Secondary Logo

Journal Logo

Aspects of Cardiothoracic Anaesthesia

Inaccuracy of cardiac output determination by transoesophageal echocardiography: 125

Bettex, D. A.1; Hinselmann, V.1; Hellermann, J. P.2; Jenni, R.2; Schmid, E. R.1

Author Information
European Journal of Anaesthesiology: June 2004 - Volume 21 - Issue - p 20-21

Introduction: Determination of cardiac output (CO) by transoesophageal echocardiography (TOE) has revealed varying degrees of accuracy [1,2]. The purpose of this randomized, single blinded, double controlled study was to compare and establish prospectively the best TOE methods to determine CO in patients after cardiac surgery.

Method: Thirty consecutive patients undergoing coronary artery bypass grafting were included. Measurements were done postoperatively, after stabilization in the intensive care unit (ICU). TOE measurements were initiated and analysed on-line by a single observer, blinded to the thermodilution CO (TCO) values. A second analysis was later performed off-line by the initial as well as a second blinded observer. TOE and TCO measurements were executed in triplicates and averaged. TOE CO was obtained in randomized order through the aortic, mitral, and pulmonary valves, right and left ventricular outflow tracts, trans-gastric surface areas of the left ventricle (LV) and LV bi-dimensional (2D) volumes (Simpson's rules). An “eye-ball guessing” was obtained off-line from the 2D ventricular views. Pairs of values were compared according to the method of Bland and Altman.
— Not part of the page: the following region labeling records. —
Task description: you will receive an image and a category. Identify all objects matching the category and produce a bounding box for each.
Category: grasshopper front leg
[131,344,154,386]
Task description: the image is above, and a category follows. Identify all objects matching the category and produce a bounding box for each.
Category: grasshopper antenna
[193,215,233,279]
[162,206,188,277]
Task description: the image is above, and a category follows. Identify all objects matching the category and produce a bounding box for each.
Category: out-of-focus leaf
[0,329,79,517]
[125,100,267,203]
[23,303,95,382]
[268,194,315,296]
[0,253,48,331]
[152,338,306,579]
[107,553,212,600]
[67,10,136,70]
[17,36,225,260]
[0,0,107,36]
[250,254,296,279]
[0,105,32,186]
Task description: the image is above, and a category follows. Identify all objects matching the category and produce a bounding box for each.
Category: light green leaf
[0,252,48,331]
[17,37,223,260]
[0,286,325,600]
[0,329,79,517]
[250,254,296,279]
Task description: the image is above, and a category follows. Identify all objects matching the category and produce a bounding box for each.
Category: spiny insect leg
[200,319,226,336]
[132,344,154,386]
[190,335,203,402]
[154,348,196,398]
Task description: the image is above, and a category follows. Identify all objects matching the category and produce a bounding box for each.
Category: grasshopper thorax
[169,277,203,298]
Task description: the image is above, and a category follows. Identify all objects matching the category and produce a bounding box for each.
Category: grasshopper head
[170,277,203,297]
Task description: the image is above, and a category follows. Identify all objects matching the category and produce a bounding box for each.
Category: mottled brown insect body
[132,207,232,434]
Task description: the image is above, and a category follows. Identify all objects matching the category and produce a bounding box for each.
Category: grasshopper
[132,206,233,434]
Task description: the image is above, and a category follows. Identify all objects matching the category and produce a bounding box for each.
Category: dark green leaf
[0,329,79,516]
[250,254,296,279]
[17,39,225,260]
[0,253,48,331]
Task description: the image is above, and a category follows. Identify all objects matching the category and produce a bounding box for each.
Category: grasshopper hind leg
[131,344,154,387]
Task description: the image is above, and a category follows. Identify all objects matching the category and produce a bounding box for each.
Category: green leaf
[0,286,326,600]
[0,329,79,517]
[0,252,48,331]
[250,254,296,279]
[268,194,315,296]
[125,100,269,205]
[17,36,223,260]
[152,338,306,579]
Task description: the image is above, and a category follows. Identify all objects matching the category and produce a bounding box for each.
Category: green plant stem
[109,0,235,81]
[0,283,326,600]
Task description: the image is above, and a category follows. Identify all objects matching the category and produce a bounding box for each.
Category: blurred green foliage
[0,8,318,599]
Bias, standard deviation (SD) and percent of error defined as 2SD/average CO were given.

Results: Complete measurement series were obtained in 19 (63.3%) patients; one measurement failed in 10 (33.3%) patients and two in 1 (3.3%) patient. Mean TCO was 5.43 ± 1.11 L/min. The best results were achieved by trans-aortic measurements with the use of the triangular shape assumption of opening surface (bias −0.36 to 0.5; percent error 37.0 to 42.5%) but bias values deviated considerably from zero, and none of these approaches reached the limit of agreement set at 30%. Eye-ball guessing was comparable with the best TOE measurements (bias −0.12 to −0.8; percent error 36.0 to 44.0%). Bland-Altman of most relevant data are reported in figure 1. No significant difference in the Bland-Altman test was found between on-line and off-line measurements, with respect to inter-observer variability.

Figure 1.
Figure 1.:
Bland and Altman plots of matched TOE and TCO trans-aortic (A) and eye-ball guessing (B) data in L/min.

Discussion: Our results show that in a post cardiac surgery ICU, TOE is an unreliable tool for CO determination. Although the measurements through the aortic valve, considering the aortic valve opening as a triangular surface [1], offered slightly better results, they remain in the range of clinical unreliability and are not better than eye-ball guessing. Off-line inter- and intra-observer control of our data revealed no significant difference.


1 Darmon PL, Hillel Z, Mogtader A, et al. Cardiac output by transesophageal echocardiography using continuous-wave Doppler across the aortic valve. Anesthesiology 1994; 80: 796-805.
2 Muhiudeen IA, Kuecherer HF, Lee E, et al. Intraoperative estimation of cardiac output by transesophageal pulsed Doppler echocardiography. Anesthesiology 1991; 74: 9-14.